Kamis, 25 Oktober 2012

Cerita Haji di Jabal Rahman

Menengok Bukit Kasih Sayang

(Jabal Rahman)

Cecep dan Winda. Dua nama khas Indonesia itu tergores pada dinding pada sebuah monumen bersejarah di Kota Makkah. Monumen bersejarah itu berdiri pada sebuah bukit yang terletak  di Selatan Padang Arafah atau tenggara Tanah Suci, Makkah. Ya nama sepasang insan itu tertulis di monumen Jabal Rahman alias Bukit Kasih Sayang.

Dibukit inilah nabi Adam AS dan Siti Hawa bertemu kembali setelah 200 tahun berpisah, sejak keduanya diturunkan dari surga. Hari itu Bukit Kasih Sayang dikunjungi jamaah haji dan unrah dari berbagai negara seperti Turki, Pakistan, dan India. Begitu memasuki kawasan Jabal Rahman, pandangan saya terkejut pada papan pengumuman yang dipasang oleh Pemerintah Arab Saudi, papan pengumuman itu isinya cukup mengagetkan.
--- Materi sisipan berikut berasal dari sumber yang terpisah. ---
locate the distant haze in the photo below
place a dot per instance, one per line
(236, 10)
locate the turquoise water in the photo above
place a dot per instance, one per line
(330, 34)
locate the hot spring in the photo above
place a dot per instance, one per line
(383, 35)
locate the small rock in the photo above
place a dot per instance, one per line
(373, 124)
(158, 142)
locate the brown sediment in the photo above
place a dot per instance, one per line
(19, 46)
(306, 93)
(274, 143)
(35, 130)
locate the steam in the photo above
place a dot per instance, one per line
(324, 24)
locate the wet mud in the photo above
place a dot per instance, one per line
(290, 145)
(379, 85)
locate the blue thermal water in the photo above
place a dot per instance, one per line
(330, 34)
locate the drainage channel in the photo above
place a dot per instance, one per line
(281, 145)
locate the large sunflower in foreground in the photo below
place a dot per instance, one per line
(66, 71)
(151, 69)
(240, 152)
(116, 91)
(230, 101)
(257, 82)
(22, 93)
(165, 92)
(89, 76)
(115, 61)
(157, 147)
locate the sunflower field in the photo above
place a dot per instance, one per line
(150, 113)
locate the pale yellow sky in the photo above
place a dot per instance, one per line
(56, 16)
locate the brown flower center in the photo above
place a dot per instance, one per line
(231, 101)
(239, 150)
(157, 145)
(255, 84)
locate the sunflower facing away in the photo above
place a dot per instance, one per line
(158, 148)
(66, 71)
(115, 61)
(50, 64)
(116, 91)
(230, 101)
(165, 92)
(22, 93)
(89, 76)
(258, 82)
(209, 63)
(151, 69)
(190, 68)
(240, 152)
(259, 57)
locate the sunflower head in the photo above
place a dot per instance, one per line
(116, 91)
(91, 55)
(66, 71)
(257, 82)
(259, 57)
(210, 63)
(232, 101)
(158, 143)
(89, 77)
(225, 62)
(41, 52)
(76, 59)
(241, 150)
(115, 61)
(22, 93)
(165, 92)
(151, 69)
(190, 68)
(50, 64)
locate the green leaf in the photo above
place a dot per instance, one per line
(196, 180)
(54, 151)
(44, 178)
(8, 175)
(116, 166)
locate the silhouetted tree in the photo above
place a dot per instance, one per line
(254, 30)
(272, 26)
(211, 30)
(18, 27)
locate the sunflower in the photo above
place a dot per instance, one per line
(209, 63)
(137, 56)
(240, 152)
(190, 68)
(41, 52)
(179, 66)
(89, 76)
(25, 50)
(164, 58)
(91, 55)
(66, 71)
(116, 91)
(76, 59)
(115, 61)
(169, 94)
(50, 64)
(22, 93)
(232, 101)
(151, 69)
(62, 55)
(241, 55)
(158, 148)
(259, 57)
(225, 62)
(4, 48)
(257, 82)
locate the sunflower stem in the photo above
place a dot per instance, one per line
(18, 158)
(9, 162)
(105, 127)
“ Nabi Anda Tercinta, Muhammad SAW , tidak datang kesini, kecuali di Hari Arafah. Beliau tidak naik ke gunung. Beliau bersabda, ‘Arafah semuanya adalah tempat wukuf’. Begitu pula Nabi SAW tidak memerintahkan untuk mengusap sesuatu yang ada digunung atau pohon-pohon, atau mengikatnya.”

“Dan beliau tidak memerintahkan sholat diatas gunung, menulis dibatu, atau membangun sesuatu diatas gunung. Wahai saudaraku jamaah haji ikutilah sunah Nabi SAW yang telah bersabda,’Ikutilah cara ibadah kamu dariku’. Semoga Allah menerima haji kita semua.”

Bahkan, sebelum tangga menuju Jabal Rahman terpampang pengumuman bahwa mengunjungi Jabal Rahman bukanlah hal yang perlu dilakukan . Bahkan , disarankan untuk menghindarinya. Para Penziarah juga dilarang untuk memeluk dan mengusap-usap Jabal Rahman. Tetapi Pengumuman dan seruan dalam berbagai bahasa ,termasuk Bahasa Indonesia itu, tak terlalu diperdulikan jamaah haji yang berziarah ketempat itu.

Jamaah haji asal Turki misalnya , banyak yang berdoa sambil menangis, memeluk, dan mengusap-usap monumen Jabal Rahman. Banyak pula yang menuliskan nama mereka didinding monumen Jabal Rahman. Bukit Jabal Rahman juga sudah mirip pasar dadakan. Diatas bukit kasih sayang itu para pedagang menjajakan berbagai cendera mata bagi para pengunjung. Tawar menawarpun tak terhindarkan.

Jika berkunjung ke Bukit Kasih Sayang, jamaah haji Indonesia harus mewaspadai ulah tukang foto keliling. Jumlah tukang foto yang menawarkan foto langsung jadi cukup banyak jumlahnya. “ Hati-hati sama tukang foto diatas, mereka suka memeras.” Ujar Zaini, sopir yang mengantarkan saya dan rombongan wartawan ke Jabal Rahman. Saya sempat menyaksikan jamaah asal Turki perang mulut dengan tukang foto meminta bayaran semaunya. Tak lama kemudian, puluhan tukang foto itu berhamburan menuruni bukit Kasih Sayang. Sepertinya jamaah Turki tadi mengadu kepada Petugas dan tukang foto itu pun berlarian.

Mengunjungi Jabal Rahman sekedar untuk berwisata dan mengetahui tempat bersejarah tentu tidak salah. Yang dilarang pemerintah Arab Saudi adalah melakukan perbuatan yang tak dicontohkan Rasulullah SAW di Jabal Rahman. Tentu saja, agar ibadah haji kita tak melenceng dari tujuan semula. Semoga Allah menerima haji kita semua. Aamiin.